FREE | Every Friday: July 7 - September 29
Reception 4:30-5:30pm, Presentation 5-6pm
Join us throughout the summer for our free public series of artist talks, readings, and presentations. We’ll celebrate the series with a NEW weekly reception— arrive early and enjoy free drinks and snacks with our visiting artists-in-residence. We’ll hear from poets, scholars, visual artists, storytellers, and potters. All are welcome!
Craigardan’s Applebarn Series is made possible in part thanks to support from the Charles R. Wood Foundation.
Location: Main Campus. Look for Craigardan Event sign at the end of Main Campus driveway (two “doors” west of the farm store, towards Keene).

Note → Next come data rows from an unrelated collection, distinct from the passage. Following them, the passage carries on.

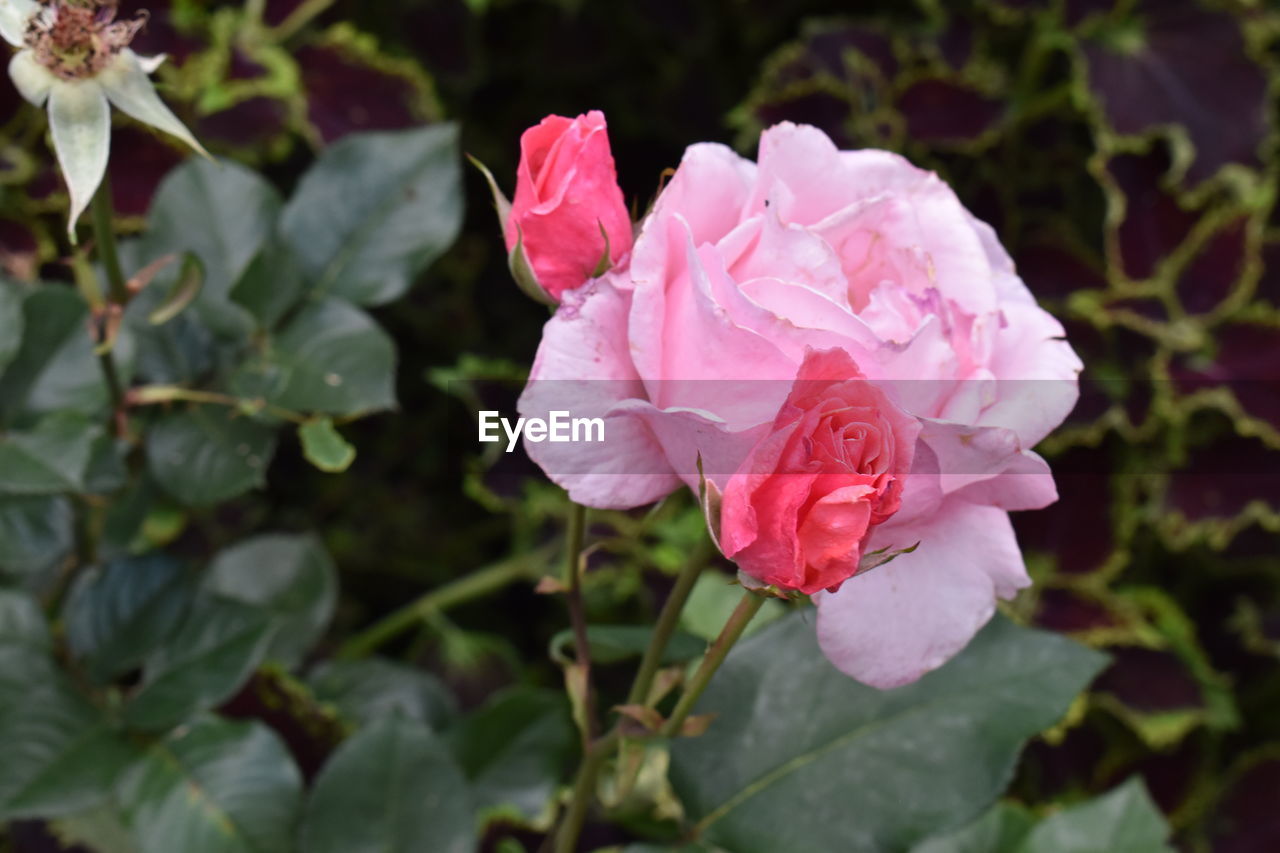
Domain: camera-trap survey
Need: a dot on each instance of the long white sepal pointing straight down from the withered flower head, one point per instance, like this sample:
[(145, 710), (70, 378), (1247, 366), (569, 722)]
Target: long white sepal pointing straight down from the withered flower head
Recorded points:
[(81, 124)]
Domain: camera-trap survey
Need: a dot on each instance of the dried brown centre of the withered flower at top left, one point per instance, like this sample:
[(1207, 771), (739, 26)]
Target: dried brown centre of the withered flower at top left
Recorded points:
[(77, 39)]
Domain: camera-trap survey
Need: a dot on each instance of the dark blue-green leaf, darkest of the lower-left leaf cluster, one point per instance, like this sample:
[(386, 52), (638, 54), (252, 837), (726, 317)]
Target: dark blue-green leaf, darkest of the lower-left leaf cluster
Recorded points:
[(120, 614)]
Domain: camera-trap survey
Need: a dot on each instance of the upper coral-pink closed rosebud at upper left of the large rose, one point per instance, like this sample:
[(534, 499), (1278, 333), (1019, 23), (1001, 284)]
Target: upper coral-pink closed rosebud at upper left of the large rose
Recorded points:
[(568, 199)]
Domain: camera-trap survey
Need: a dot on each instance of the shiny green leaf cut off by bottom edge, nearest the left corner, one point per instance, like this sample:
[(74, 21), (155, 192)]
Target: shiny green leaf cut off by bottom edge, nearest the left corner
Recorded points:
[(214, 787)]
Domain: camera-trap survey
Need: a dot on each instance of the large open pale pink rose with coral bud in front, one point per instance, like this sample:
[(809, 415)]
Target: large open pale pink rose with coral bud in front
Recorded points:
[(836, 349)]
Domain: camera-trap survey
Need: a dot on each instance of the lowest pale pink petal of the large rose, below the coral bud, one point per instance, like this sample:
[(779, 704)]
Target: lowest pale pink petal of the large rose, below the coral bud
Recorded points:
[(897, 623)]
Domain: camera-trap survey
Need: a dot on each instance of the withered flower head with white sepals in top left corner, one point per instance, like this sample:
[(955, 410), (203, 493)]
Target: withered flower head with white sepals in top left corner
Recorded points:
[(76, 57)]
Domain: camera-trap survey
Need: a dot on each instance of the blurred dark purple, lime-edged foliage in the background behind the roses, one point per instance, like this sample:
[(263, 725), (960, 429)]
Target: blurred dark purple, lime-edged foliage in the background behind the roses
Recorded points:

William Camponovo’s poetry has appeared in Iron Horse Literary Review, The Seattle Review, The Los Angeles Review, Best New Poets, and online at Poetry Northwest. Through Lost & Found, the publishing house of the Center for the Humanities at the City University of New York, he published “Jack Forbes: ‘Yanga Ya,’ Selected Poems and The Goals of Education,” which curated pedagogical materials from Indigenous scholar, activist, and poet Jack Forbes. William has studied poetry and poetics at Johns Hopkins, the University of Washington, and the Graduate Center at CUNY. He teaches with the Bard Prison Initiative.
Brad Shingleton now devotes his time to writing as an independent scholar after a career in law. His work had recently concentrated on law, ethics and society, topics on which he has recently published a book and several journal articles. He has also written on aspects of moral reasoning and ethical conflict. Brad has authored personal essays on nature and naturalists that have appeared in The Washington Post and literary journals such as The Snowy Egret. He lives in Maryland.
Mia Vodanovich is the cross-pollinated child of farmland and Bay Area ‘burbs. Mia is a writer, teacher, podcast co-host, and semi-avid ABBA fan. She received her MA in English at Notre Dame de Namur University and has had work published in The Bohemian, Leaf by Leaf, House of HASH, and Unstamatic Magazine, with a piece forthcoming in Healthline Zine. Her chapbook Not Long for This World was published in February 2023 with Bottlecap Press.
Born and raised in New Orleans, Melissa Dickey now lives in Western Massachusetts, where she teaches high school English. She is the author of two books of poetry published by Rescue Press and another forthcoming from the Cleveland State University Poetry Center. Her writing has appeared in Bennington Review, The Spectacle, Laurel Review, jubilat, and Interim, among other publications. She is also the mother of four children.